- In short
- Retry with error feedback is a self-correction pattern: when a structured extraction fails validation, you send Claude three things together, the original source document, the specific output it produced, and the exact validation error, and ask it to try again. Supplying the concrete error is what makes the retry productive, because the model can target the field that broke instead of guessing blindly.
What the retry with error feedback pattern is
Retry with error feedback is the disciplined way to recover from a structured extraction that fails validation. Instead of throwing the result away and calling the model again with the same prompt, you assemble a corrective follow-up turn that carries the evidence of what went wrong. Claude reads that evidence, locates the field that broke, and produces a corrected extraction.
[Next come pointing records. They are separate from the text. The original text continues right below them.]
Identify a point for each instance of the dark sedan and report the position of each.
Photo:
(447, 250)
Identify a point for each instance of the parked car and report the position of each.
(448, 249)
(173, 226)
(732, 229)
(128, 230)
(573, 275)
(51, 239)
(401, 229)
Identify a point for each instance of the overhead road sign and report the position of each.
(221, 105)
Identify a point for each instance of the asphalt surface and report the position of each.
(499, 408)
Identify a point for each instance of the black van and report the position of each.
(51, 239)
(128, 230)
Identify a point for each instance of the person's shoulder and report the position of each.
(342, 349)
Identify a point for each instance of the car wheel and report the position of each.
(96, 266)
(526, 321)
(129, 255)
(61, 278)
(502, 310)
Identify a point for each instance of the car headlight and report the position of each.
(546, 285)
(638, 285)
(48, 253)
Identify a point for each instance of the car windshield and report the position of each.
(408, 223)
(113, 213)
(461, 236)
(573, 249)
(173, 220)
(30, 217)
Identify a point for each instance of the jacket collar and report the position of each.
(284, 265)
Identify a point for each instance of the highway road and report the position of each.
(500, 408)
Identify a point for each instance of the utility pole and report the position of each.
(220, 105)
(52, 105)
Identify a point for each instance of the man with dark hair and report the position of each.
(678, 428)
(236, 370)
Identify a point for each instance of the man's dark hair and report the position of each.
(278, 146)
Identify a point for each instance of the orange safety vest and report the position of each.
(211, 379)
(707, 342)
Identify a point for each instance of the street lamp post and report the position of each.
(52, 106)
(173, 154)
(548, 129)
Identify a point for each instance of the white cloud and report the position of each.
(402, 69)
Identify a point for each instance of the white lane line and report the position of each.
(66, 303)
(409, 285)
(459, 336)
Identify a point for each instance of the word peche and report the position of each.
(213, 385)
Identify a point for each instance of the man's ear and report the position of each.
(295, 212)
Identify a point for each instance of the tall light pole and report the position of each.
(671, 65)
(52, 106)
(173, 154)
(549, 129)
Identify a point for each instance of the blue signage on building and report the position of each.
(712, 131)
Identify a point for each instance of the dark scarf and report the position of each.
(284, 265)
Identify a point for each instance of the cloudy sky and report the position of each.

The pattern turns a one-shot extraction into a short self-correction conversation.
This sits inside Task Statement 4.4 of the Claude Certified Architect exam, which covers validation, retry, and feedback loops for extraction quality. It assumes you already enforce structured output with tool use and JSON schemas, because a schema is what produces the precise, machine-readable validation error that the retry depends on.
- Retry with error feedback
- A recovery pattern in which a failed structured extraction is sent back to the model alongside the original source document and the exact validation error, so the model can self-correct the specific failure on its next attempt.
Why a naive retry usually fails
The instinct when an extraction comes back malformed is to simply call the API again. The problem is that nothing has changed. The prompt is identical, the document is identical, and the model is, for practical purposes, walking into the same situation that produced the failure the first time. Re-rolling the dice occasionally lands on a valid answer, but it is unreliable and wasteful, and on a difficult field it can loop indefinitely without converging.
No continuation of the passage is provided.